Summary
In Weber, this Court concluded that a triable issue existed where the defendant arranged and stacked products in a way that those products could foreseeably become dislodged and unstable, and that this hazard might not have been observable by reasonable inspection.
Summary of this case from Hernandez-Butler v. Ikea U.S. E., LLCOpinion
Case No. 3:13-cv-229
10-03-2014
DECISION AND ENTRY SUSTAINING IN PART AND OVERRULING IN PART DEFENDANT MENARD, INC.'S MOTION FOR SUMMARY JUDGMENT (DOC. #18)
Plaintiff Mark K. Weber, II ("Weber"), filed this negligence action against Menard, Inc. ("Menards"), after being injured by falling merchandise while shopping at a Menards store. This matter is currently before the Court on Defendant Menard, Inc.'s Motion for Summary Judgment. Doc. #18.

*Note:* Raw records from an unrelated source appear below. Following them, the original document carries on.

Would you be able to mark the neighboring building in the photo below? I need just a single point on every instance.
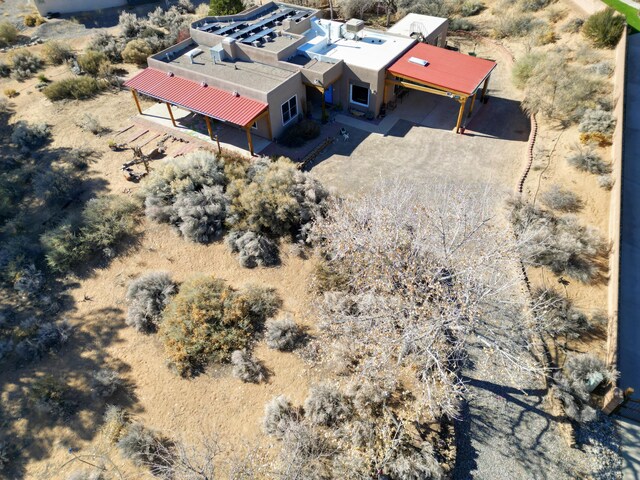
(260, 69)
(70, 6)
(431, 30)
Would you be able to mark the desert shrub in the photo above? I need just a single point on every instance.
(574, 90)
(275, 199)
(572, 387)
(108, 44)
(512, 24)
(57, 185)
(533, 5)
(148, 296)
(29, 281)
(462, 24)
(558, 198)
(24, 64)
(104, 222)
(129, 24)
(137, 51)
(557, 316)
(51, 396)
(598, 125)
(33, 20)
(253, 249)
(300, 133)
(75, 88)
(246, 367)
(5, 70)
(587, 160)
(604, 28)
(37, 338)
(91, 61)
(524, 68)
(30, 136)
(603, 68)
(544, 35)
(115, 422)
(471, 7)
(105, 382)
(57, 52)
(573, 25)
(283, 334)
(560, 243)
(605, 181)
(207, 320)
(188, 193)
(414, 463)
(326, 405)
(8, 33)
(140, 445)
(278, 414)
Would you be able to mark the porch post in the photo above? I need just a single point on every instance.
(173, 120)
(463, 103)
(135, 98)
(268, 117)
(473, 101)
(484, 90)
(208, 122)
(249, 139)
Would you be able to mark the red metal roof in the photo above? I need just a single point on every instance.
(446, 70)
(209, 101)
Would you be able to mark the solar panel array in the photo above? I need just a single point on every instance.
(260, 31)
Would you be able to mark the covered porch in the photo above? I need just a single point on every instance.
(199, 99)
(439, 71)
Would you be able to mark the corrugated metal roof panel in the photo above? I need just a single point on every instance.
(210, 101)
(446, 69)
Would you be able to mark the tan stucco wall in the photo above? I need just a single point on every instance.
(616, 200)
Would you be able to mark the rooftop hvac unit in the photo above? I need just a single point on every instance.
(354, 25)
(418, 61)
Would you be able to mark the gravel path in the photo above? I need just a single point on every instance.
(506, 433)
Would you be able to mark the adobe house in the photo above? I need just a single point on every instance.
(257, 69)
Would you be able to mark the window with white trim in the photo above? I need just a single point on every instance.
(289, 109)
(359, 95)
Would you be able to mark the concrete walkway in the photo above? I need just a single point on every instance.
(629, 303)
(629, 306)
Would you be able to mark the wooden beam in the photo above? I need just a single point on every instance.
(269, 126)
(208, 122)
(484, 90)
(473, 101)
(173, 120)
(420, 88)
(463, 103)
(427, 84)
(135, 98)
(249, 139)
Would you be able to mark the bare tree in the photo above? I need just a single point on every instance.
(426, 277)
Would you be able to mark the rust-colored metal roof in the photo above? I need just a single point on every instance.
(447, 70)
(210, 101)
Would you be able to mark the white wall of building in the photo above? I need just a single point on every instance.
(70, 6)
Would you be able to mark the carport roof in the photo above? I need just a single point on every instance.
(210, 101)
(446, 70)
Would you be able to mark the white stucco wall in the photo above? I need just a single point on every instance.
(69, 6)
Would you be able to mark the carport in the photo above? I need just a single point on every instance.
(436, 70)
(200, 98)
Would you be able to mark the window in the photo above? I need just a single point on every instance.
(289, 109)
(360, 95)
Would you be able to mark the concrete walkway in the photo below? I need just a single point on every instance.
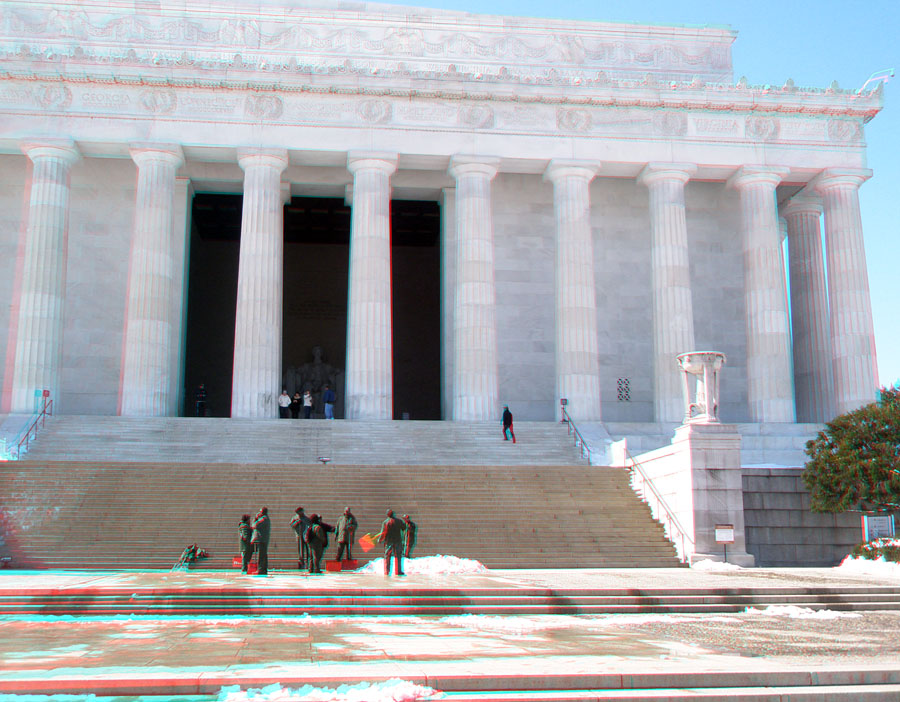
(128, 655)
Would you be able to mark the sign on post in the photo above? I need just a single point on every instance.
(877, 526)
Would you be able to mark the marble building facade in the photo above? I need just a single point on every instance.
(610, 195)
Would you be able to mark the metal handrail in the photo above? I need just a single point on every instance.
(30, 433)
(579, 439)
(666, 512)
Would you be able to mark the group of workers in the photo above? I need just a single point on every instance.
(397, 535)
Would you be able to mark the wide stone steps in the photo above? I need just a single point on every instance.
(142, 515)
(283, 441)
(346, 601)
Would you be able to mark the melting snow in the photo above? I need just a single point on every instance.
(429, 565)
(864, 566)
(394, 690)
(714, 566)
(794, 612)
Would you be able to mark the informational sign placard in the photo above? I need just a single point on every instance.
(877, 526)
(724, 533)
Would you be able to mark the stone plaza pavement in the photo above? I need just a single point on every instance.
(197, 655)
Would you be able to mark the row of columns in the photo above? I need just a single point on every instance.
(833, 350)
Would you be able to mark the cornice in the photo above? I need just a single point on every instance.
(672, 96)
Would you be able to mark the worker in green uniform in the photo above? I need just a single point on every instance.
(246, 533)
(391, 535)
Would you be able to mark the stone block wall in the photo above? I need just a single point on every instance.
(783, 532)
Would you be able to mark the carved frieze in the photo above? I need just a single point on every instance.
(670, 123)
(573, 119)
(263, 106)
(375, 111)
(844, 130)
(476, 116)
(761, 128)
(159, 102)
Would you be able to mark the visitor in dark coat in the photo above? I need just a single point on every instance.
(346, 530)
(391, 535)
(507, 424)
(317, 539)
(262, 527)
(409, 536)
(246, 533)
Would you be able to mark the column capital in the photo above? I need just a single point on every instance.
(804, 202)
(462, 164)
(564, 168)
(273, 158)
(63, 149)
(142, 153)
(384, 161)
(655, 172)
(753, 175)
(837, 177)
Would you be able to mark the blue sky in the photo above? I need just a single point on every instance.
(814, 43)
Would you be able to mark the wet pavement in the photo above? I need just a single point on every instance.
(143, 654)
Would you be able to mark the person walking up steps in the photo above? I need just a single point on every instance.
(507, 424)
(391, 535)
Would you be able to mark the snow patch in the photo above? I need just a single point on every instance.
(864, 566)
(794, 612)
(394, 690)
(429, 565)
(714, 566)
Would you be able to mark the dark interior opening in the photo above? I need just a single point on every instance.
(316, 269)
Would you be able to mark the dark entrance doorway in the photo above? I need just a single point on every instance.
(316, 269)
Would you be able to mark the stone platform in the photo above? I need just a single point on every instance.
(737, 655)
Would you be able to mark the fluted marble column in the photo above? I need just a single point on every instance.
(577, 353)
(370, 385)
(852, 331)
(42, 291)
(475, 381)
(256, 380)
(813, 377)
(150, 331)
(673, 308)
(770, 389)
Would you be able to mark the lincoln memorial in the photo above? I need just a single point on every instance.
(441, 212)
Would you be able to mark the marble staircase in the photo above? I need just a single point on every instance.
(117, 514)
(282, 441)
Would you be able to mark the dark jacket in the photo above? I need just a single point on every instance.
(346, 528)
(246, 533)
(299, 524)
(262, 527)
(391, 531)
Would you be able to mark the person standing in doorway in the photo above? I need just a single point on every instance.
(246, 533)
(200, 400)
(507, 424)
(262, 528)
(284, 404)
(328, 397)
(391, 535)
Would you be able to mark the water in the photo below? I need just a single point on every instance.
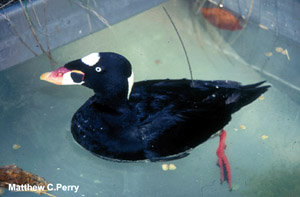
(36, 115)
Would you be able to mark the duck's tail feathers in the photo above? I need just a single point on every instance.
(245, 95)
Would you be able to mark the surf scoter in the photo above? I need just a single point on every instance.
(154, 120)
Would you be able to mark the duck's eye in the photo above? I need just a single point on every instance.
(98, 69)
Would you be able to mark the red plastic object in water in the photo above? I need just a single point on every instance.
(223, 161)
(221, 18)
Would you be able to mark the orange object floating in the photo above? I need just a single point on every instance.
(221, 18)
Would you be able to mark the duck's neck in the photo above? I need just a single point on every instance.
(113, 102)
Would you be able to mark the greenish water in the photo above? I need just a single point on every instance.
(36, 115)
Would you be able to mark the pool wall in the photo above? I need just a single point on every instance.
(66, 21)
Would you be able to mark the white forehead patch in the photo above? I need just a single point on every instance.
(91, 59)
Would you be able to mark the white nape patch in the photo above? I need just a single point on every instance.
(130, 83)
(67, 80)
(91, 59)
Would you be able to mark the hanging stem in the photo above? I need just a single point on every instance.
(187, 58)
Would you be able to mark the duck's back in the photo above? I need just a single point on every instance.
(177, 115)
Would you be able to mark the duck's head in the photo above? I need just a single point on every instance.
(108, 74)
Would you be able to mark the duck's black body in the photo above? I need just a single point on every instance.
(161, 120)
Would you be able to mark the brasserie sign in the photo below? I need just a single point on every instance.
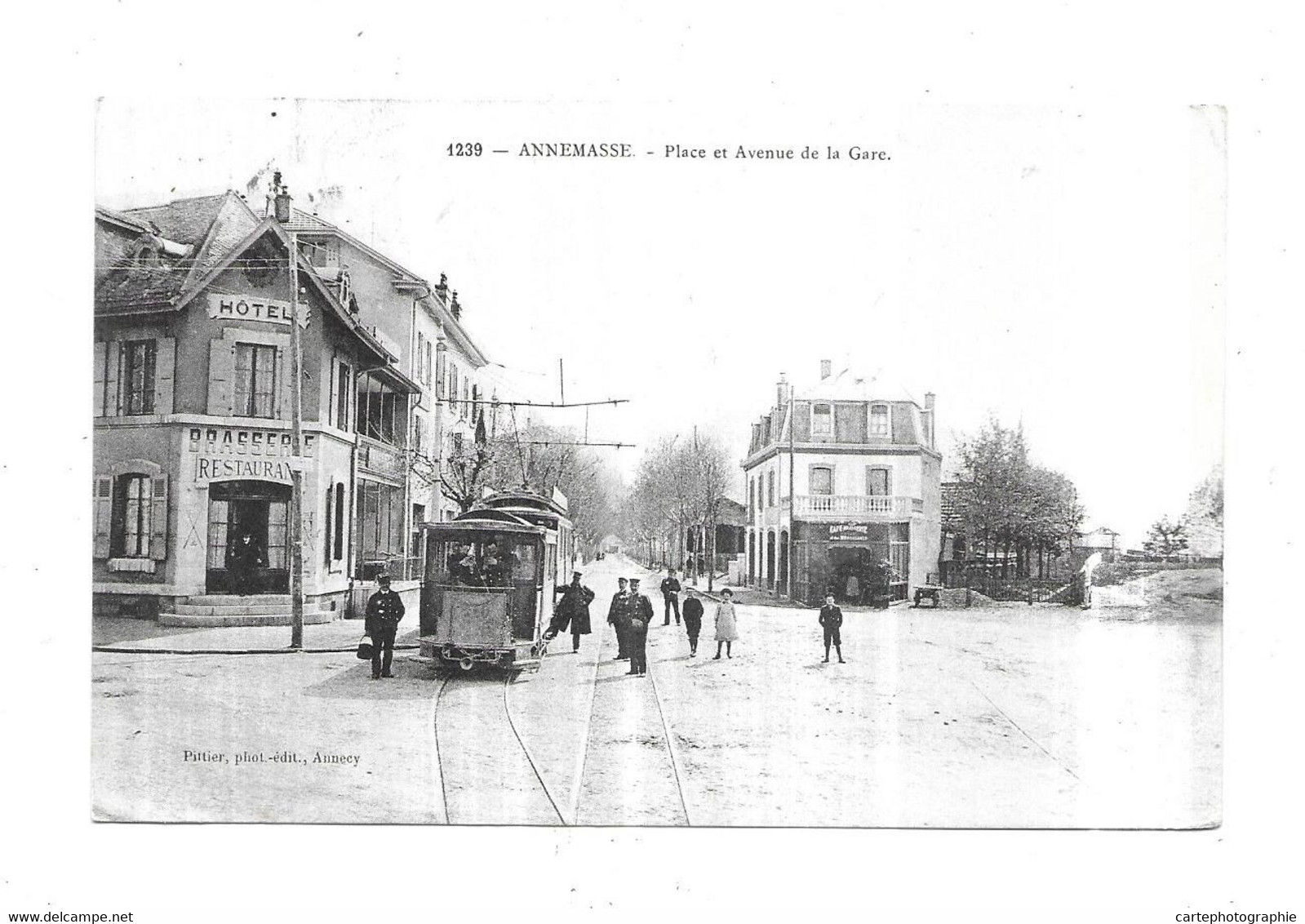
(250, 309)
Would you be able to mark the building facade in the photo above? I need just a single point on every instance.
(843, 488)
(192, 431)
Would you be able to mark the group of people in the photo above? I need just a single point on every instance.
(631, 614)
(494, 568)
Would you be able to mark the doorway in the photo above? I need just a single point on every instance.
(248, 529)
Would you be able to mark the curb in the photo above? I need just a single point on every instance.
(117, 649)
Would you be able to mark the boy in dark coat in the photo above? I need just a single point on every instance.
(692, 620)
(384, 611)
(640, 615)
(671, 597)
(618, 620)
(832, 619)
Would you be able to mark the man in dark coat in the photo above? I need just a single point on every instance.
(692, 620)
(640, 610)
(384, 611)
(618, 620)
(832, 619)
(244, 558)
(572, 608)
(671, 597)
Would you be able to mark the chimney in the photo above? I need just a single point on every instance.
(928, 418)
(282, 205)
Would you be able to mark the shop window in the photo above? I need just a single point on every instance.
(880, 420)
(256, 377)
(136, 376)
(823, 422)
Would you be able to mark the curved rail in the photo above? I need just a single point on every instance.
(525, 749)
(672, 749)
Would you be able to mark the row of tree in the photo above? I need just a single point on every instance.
(1010, 509)
(677, 490)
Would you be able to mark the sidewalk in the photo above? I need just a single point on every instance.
(148, 637)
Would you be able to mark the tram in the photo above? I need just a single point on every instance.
(491, 575)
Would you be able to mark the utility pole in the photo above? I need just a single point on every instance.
(296, 431)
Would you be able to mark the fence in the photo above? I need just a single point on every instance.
(995, 586)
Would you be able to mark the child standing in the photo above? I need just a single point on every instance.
(832, 619)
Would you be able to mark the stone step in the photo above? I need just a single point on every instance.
(235, 599)
(226, 620)
(241, 608)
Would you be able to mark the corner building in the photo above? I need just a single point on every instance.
(843, 481)
(192, 410)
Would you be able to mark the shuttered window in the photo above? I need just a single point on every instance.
(136, 390)
(880, 420)
(132, 513)
(256, 380)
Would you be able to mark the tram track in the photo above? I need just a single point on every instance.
(442, 749)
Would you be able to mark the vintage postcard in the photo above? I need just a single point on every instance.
(542, 464)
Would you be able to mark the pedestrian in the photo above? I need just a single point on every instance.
(616, 619)
(640, 614)
(692, 619)
(244, 558)
(671, 597)
(384, 612)
(727, 627)
(832, 620)
(572, 608)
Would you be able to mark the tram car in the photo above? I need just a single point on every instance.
(491, 577)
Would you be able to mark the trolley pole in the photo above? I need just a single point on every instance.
(296, 439)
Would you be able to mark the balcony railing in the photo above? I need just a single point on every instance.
(855, 505)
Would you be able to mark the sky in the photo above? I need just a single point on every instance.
(1048, 266)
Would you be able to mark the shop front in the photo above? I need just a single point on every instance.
(862, 564)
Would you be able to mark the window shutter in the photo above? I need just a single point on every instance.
(113, 375)
(165, 367)
(98, 364)
(333, 400)
(104, 513)
(158, 517)
(222, 372)
(282, 377)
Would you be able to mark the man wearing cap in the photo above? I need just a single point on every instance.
(671, 597)
(384, 611)
(572, 608)
(640, 614)
(618, 619)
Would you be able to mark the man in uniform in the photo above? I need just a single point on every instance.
(832, 620)
(572, 608)
(692, 620)
(671, 597)
(384, 611)
(640, 614)
(618, 620)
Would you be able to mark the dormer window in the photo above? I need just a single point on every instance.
(880, 420)
(823, 422)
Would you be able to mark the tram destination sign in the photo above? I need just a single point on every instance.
(251, 309)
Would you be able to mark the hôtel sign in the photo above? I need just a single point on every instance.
(250, 309)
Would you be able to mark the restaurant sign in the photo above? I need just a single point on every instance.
(250, 309)
(849, 531)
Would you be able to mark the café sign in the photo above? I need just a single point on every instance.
(250, 309)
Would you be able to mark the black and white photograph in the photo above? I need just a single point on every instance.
(529, 464)
(478, 483)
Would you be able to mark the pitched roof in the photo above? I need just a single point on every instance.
(209, 224)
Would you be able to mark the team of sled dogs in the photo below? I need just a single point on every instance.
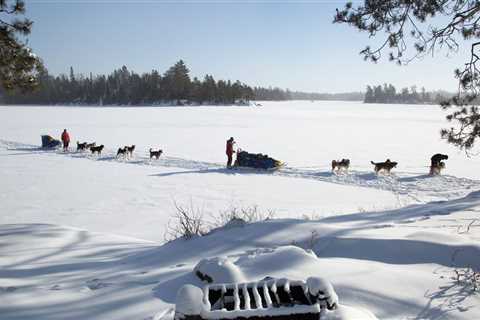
(436, 165)
(125, 152)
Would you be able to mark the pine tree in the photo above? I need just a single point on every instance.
(19, 67)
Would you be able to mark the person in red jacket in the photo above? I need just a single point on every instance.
(65, 139)
(230, 151)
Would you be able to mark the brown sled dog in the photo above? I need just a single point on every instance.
(386, 166)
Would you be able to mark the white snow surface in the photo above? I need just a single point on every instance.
(71, 224)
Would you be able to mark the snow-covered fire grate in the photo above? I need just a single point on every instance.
(275, 299)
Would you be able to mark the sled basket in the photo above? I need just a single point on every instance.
(50, 143)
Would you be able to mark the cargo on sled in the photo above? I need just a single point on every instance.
(256, 161)
(48, 142)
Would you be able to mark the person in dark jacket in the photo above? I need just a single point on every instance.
(65, 139)
(230, 151)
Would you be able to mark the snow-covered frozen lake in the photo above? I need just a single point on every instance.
(399, 230)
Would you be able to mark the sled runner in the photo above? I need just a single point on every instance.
(256, 161)
(272, 299)
(50, 143)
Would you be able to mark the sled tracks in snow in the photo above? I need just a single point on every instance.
(420, 188)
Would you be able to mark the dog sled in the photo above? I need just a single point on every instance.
(256, 161)
(48, 142)
(272, 299)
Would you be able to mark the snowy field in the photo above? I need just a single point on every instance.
(81, 237)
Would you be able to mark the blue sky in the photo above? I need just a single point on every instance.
(290, 44)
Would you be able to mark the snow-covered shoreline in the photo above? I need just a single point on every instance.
(71, 224)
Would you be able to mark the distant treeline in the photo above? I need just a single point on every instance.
(389, 94)
(125, 87)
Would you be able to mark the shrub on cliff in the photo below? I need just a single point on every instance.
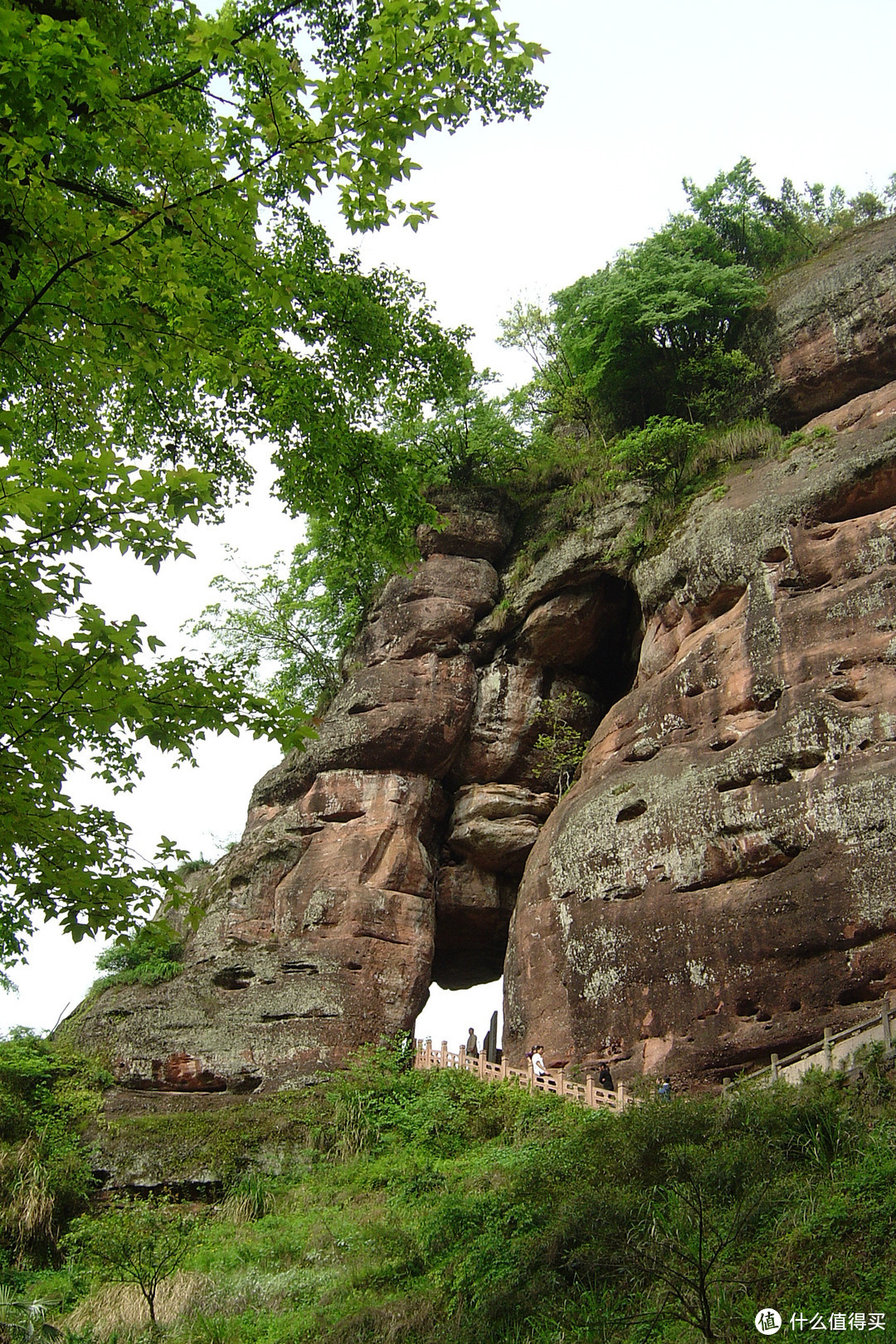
(148, 956)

Weber has voluntarily dismissed subrogation claims against MedCost Benefit Services, LLC, and Union Corrugated.
I. Background and Procedural History
On September 22, 2012, Mark Weber went with his son to a Menards store in Sidney, Ohio, to check prices on parts he needed to hook up a pellet stove. Doc. #14, PageID#88. According to Weber, the stovepipe area of the store was "very disorganized." Unpackaged stovepipe parts of various sizes and shapes were loosely stacked on top of each other in wire bins on the shelves. Some of the parts were stacked higher than the guard walls of the wire bins. Id. at PageID##98-99.
Weber pulled a piece of piping off a lower shelf, looked at it, and replaced it on the same shelf. As he was standing in the aisle talking to his son, a horizontal vent cap fell off the top shelf. Id. at PageID##89-91. As he reached up to block it, the vent cap lacerated his right hand. He needed surgery to repair severed nerves, followed by weeks of physical therapy. Id. at PageID##91-94. Weber, a truck driver, was off work for five or six weeks. Because of continued numbness and limited mobility in his right thumb, he now has to use his left hand to do a lot of things. Id. at PageID##95-96.
Weber filed suit against Menards in state court, alleging one count of negligence. Menards removed the case to federal court on the basis of diversity jurisdiction, and has now moved for summary judgment. Doc. #18.
The Court is convinced that removal was proper. There is complete diversity of citizenship, and the Court finds, by a preponderance of the evidence, that the amount in controversy exceeds $75,000. See 28 U.S.C. § 1332(a), and 28 U.S.C. § 1446(c)(2).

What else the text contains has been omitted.